Apresente-nos   o   programa   PESSOAS 2030.

O PESSOAS 2030 é um programa do Portugal  2030  que  durante  o  período  de  programação  2021-2027  apoia  medidas  de  política  pública  nas  áreas  da  promoção  do  emprego  de  qualidade,  das  qualificações  e  competências,  da  inclusão social e da privação material, com  um  propósito  maior  de  influenciar  os  processos  de  envelhecimento  demográfico  e  de  promover  o  rejuvenescimento,  daquele  que  é  hoje  o  quinto país mais envelhecido do mundo,  com  perspetivas  a  longo  prazo  de  perda muito significativa de população e,  em  concreto,  de  população  em  idade  ativa.  Numa  frase,  é  um  Programa  que  tem  no  centro  as  pessoas…  todas  as pessoas.

O Programa vem dar continuidade, a outra escala e agora com uma perspetiva mais integrada, ao trabalho que já vinha sendo desenvolvido pelos seus antecessores  no  Portugal  2020:  o  POCH,  o  POISE  e  o  POAPMC,  contribuindo,  através   de   uma   abordagem   multidimensional  e  intersectorial  –  emprego,  qualificações,  inclusão  –  para  colocar  o  País  numa  trajetória  sustentável  de  desenvolvimento económico e social, e em rota de convergência com os melhores exemplos da Europa.

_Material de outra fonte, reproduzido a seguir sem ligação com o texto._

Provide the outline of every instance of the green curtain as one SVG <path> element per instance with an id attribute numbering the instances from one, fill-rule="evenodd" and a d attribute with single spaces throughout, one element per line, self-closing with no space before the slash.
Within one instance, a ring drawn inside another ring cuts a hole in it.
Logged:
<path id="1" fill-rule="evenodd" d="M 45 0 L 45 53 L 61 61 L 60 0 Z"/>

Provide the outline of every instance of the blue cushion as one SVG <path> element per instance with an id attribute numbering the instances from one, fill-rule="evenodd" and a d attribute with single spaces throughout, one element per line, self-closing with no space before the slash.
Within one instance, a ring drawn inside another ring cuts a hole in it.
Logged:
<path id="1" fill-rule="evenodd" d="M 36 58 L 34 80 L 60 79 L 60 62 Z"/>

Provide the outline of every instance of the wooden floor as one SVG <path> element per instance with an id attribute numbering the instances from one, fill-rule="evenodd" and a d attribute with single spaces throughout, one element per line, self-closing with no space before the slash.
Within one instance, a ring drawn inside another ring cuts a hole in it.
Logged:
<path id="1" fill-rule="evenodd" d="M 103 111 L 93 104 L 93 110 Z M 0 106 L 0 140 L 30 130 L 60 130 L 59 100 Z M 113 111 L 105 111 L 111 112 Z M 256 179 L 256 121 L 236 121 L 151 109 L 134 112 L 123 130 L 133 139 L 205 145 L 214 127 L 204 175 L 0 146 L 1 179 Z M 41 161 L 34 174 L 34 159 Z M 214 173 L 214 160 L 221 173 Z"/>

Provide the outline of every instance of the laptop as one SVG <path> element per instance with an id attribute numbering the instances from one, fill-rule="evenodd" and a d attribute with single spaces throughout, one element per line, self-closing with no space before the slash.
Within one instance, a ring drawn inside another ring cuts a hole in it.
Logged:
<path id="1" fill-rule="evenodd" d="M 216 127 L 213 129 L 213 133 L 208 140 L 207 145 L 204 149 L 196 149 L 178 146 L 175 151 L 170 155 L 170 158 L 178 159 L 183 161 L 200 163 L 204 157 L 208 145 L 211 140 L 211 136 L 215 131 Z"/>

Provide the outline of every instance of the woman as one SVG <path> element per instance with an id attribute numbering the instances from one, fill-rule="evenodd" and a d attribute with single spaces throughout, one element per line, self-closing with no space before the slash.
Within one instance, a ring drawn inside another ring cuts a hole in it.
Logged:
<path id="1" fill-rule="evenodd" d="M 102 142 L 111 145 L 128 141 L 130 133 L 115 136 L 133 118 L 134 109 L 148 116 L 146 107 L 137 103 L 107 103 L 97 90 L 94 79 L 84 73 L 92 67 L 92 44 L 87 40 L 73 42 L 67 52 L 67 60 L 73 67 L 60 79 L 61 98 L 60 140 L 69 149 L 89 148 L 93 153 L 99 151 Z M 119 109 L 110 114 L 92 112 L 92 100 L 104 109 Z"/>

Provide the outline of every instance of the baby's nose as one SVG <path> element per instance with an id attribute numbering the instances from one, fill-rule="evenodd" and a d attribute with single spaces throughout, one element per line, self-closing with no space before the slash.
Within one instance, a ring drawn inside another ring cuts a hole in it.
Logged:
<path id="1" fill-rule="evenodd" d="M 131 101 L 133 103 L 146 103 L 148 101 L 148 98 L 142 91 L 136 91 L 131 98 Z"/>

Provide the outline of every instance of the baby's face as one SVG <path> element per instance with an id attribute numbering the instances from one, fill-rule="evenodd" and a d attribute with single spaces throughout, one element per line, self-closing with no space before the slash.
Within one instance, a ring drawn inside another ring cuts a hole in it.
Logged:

As   áreas   de   atuação   do   PESSOAS   2030  estão  totalmente  alinhadas  com  a  agenda  estratégica  para  o  Fundo  Social  Europeu+  (FSE+)  e  ancoradas  no  Pilar  Europeu  dos  Direitos  Sociais  (PEDS),  cooperando para os macro-objetivos de: aumentar  para  80%  a  taxa  de  emprego  da  população  entre  os  20  e  os  64  anos;  assegurar que pelo menos 60% dos adultos participam anualmente em ações de educação  e  formação;  reduzir  a  taxa  de  jovens  NEET  para  valores  entre  os  7%  e  8%;  reduzir  as  pessoas  em  situação  de  pobreza  ou  exclusão  social  em,  pelo  menos, 765 mil, de entre as quais 161 mil crianças.

Para  este  desígnio,  o  PESSOAS  2030  conta  com  um  investimento  de  6,7  mil  milhões  de  euros  (MM€),  dos  quais  5,7  MM€  são  FSE+  e  cerca  de  1MM€  orçamento   nacional,   concentrado   nas   regiões  NUTS  II  menos  desenvolvidas  de  Portugal  Continental:  Norte,  Centro  e  Alentejo, por serem aquelas onde persistem,  à  escala  infrarregional,  territórios  mais  afetados  pelos  fenómenos  do  desemprego,  das  baixas  qualificações,  dos  défices de literacia, inclusive literacia digital, de pobreza, exclusão social, desencorajamento e afastamento do mercado de trabalho, e por processos acentuados e  progressivos  de  desertificação,  baixa  natalidade  e  envelhecimento  demográfico.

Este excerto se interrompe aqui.